Back in 1849 there was a big push to make it out to the coast that was fueled by an urge to be rich, the lure of Gold in the Sierra Nevada’s brought a lot of men to California.  Now days it is just the opposite, a lot of men going to California, bringing the gold (bands) and getting married.

Mass. Quickly jumped on the bandwagon, and Washington State recently passed same-sex legislation and now the Golden State has announced “that it is all right” this from the Governator Arnold Schawartzen-whatever who not long ago was calling his legislators “Girly Men.”

Today quite a few media news sites had “Gay Marriage” as the search engines most popular item.  Everyone it seems is in a hurry to get out to the coast and get “legally married” as they put it.  I guess all these people are sick of being single and finishing their own sentences or something?

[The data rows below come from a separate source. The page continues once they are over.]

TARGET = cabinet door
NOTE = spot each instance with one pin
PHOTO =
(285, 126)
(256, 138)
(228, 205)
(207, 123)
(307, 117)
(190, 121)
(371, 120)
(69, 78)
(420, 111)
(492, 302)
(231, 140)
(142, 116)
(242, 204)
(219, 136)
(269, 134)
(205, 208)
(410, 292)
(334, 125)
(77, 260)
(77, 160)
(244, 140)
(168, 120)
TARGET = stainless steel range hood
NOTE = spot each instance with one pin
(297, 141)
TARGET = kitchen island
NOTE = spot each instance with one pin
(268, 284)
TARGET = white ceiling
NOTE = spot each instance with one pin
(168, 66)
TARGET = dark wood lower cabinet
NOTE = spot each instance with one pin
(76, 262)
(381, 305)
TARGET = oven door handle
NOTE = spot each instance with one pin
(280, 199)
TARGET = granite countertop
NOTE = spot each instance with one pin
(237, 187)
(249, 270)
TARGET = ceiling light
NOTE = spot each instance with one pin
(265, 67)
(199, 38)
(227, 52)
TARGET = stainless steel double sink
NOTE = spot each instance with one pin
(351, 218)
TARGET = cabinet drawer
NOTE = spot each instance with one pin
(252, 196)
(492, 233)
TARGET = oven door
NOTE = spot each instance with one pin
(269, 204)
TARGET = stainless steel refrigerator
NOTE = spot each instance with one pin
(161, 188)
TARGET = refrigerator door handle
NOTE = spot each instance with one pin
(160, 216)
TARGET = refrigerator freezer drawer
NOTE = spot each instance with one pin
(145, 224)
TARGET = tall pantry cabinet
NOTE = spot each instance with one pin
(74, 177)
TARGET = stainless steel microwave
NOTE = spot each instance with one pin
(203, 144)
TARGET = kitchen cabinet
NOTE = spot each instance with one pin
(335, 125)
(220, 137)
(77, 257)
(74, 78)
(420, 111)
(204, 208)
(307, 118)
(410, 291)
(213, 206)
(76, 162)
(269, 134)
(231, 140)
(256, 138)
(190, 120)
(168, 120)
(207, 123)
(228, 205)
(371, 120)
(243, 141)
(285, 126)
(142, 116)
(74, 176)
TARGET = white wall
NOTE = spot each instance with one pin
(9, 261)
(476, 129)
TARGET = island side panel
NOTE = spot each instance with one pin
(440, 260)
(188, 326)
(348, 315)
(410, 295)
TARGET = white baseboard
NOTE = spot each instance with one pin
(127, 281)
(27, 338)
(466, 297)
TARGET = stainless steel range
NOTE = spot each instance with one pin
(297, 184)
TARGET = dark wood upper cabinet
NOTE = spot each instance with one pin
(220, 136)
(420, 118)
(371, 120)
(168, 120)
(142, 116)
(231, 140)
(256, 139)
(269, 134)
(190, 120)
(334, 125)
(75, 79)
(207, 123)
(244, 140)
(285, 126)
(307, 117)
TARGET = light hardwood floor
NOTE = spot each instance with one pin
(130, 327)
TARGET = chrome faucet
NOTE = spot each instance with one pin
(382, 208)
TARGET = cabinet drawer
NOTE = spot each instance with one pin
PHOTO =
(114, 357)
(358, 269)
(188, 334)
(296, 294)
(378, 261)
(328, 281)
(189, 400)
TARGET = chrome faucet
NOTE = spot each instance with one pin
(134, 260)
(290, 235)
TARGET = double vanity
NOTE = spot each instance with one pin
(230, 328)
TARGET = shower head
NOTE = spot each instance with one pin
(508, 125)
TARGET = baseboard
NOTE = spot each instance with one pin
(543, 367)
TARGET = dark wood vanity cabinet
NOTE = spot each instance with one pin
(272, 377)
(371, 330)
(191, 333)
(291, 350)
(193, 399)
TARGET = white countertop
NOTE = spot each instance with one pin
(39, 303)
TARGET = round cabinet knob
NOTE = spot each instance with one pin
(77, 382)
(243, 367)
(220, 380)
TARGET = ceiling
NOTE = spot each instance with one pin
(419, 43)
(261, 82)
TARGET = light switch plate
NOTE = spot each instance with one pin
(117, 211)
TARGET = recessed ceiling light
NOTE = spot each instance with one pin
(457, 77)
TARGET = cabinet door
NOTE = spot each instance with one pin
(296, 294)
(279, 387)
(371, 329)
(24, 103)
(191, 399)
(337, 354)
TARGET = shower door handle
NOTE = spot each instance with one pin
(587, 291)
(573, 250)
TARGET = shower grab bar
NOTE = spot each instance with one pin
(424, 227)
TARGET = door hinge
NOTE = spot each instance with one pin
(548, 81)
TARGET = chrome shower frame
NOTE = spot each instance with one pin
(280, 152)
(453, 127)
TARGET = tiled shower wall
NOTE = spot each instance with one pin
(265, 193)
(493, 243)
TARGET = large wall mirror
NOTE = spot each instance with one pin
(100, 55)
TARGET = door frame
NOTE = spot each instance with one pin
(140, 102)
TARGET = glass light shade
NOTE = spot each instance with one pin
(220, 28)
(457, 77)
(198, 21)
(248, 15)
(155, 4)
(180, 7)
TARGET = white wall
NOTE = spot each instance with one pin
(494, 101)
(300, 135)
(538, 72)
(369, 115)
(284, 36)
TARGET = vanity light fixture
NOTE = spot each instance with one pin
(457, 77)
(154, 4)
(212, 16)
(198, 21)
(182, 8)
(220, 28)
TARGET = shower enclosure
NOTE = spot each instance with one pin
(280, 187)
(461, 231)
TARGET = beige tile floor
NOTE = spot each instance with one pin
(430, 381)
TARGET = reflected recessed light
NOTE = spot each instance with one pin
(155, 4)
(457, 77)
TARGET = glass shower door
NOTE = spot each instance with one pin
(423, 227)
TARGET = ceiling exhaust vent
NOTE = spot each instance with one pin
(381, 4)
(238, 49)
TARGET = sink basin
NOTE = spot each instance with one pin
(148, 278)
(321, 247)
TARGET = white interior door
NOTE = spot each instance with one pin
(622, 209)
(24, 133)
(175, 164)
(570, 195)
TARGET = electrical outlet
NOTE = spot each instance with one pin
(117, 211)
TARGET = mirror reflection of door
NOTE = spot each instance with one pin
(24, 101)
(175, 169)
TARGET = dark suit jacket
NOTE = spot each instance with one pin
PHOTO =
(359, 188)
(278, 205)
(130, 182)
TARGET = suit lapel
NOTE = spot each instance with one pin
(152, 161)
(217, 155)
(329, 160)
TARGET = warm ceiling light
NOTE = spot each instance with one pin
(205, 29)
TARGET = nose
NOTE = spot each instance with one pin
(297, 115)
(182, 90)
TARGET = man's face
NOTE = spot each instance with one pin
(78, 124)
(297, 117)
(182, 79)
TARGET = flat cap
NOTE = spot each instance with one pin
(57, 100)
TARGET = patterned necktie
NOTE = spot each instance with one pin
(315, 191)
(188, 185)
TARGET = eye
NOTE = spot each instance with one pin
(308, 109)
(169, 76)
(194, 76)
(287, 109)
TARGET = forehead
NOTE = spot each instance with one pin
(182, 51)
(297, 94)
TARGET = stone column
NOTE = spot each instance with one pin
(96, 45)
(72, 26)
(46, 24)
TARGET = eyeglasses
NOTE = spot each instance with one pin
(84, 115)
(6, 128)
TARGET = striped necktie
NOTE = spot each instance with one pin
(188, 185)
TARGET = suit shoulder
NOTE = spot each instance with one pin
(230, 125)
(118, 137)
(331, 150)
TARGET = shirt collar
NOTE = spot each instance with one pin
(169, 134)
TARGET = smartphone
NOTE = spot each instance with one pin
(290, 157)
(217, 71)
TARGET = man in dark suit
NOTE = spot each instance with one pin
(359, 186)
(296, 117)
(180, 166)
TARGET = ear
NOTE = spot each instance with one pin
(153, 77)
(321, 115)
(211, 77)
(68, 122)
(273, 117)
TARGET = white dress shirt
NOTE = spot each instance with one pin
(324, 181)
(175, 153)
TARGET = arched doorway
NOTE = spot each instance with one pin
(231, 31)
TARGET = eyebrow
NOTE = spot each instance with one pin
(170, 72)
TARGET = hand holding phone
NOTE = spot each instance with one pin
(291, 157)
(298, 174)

California has become known as the friendly destination for gay travelers and it appears that they are really rolling out the welcome mat.  Some states will do anything for the tourist dollar.  California websites (there are four of them) are showcasing gay marriage sites and helping with reservations.  There is an address but you will not be getting it from me.  I am strictly boy-girl-boy-girl-boy-girl, I don’t believe in this at all.

An old cowboy leaned back in his rickety chair, up against the wall, and stared off into the horizon.  There he spotted, far away, a small singular speck in the distance.  Gradually as time went on the spec grew in size, and after awhile, he recognized it as a man on horseback.

Time in the west Texas sun quickly passed, and the lone character on the horizon a man on a horse, eventually rode up to the front porch of this Texan’s place.  He stopped, smiled broadly and then announced, “I am your neighbor, I have been riding over here to invite you to a party at my place tomorrow night.”

The Texan in the chair said, “Yes, I have been noticing you riding here for quite sometime, glad you stopped by.  What kind of party is this at your place?”

The rider replied, “Well, there’s gonna be some music, and some whiskey and drinking, and some more music, and some whiskey and some drinking, and I suppose some dancin’ … and then there’s gonna be some sex!”

The old rancher smiled real big and said, “What is it you think I should wear?” And the neighbor replied, “Don’t make much difference, it is just gonna be me and you.”

The west is a changin’ Buckaroo’s (never thought I would use that word in a sentence).  Broke Back Mountain and now this.  Gives new meaning to every western I have ever seen or will see I guess.

I am gonna pump you full of lead.  Give me a stiff one barkeep.  Don’t fret, I have been in tight spots before.  Howdy Partner  You stay here while I sneak around from behind.  Saddle sore.  Hold it right there!  Now move your hand, reeeal slow-like.  Let’s mount up.  Nice spread you got here.  Ride ‘em Cowboy!

I always had my doubts about those boys on the Ponderosa.  Always figured that Ben was okay, but I worried about the boys quite a lot.  They never could hold down a lady for any amount of time, and the women in that show always kind of got “killed off every week.”  Made me curious every Sunday Night about Seven P.M.  I always wondered about them and maybe Hop Sing .. you know.

There is no doubt that same-sex marriages and vacations in California are gonna take off this summer, and it will to some extent be good for the local economy.  As for me, a chair and a glass of sweet tea on the front porch is good enough for me.

Perhaps I am just plain stooopid or something, but I just don’t get it.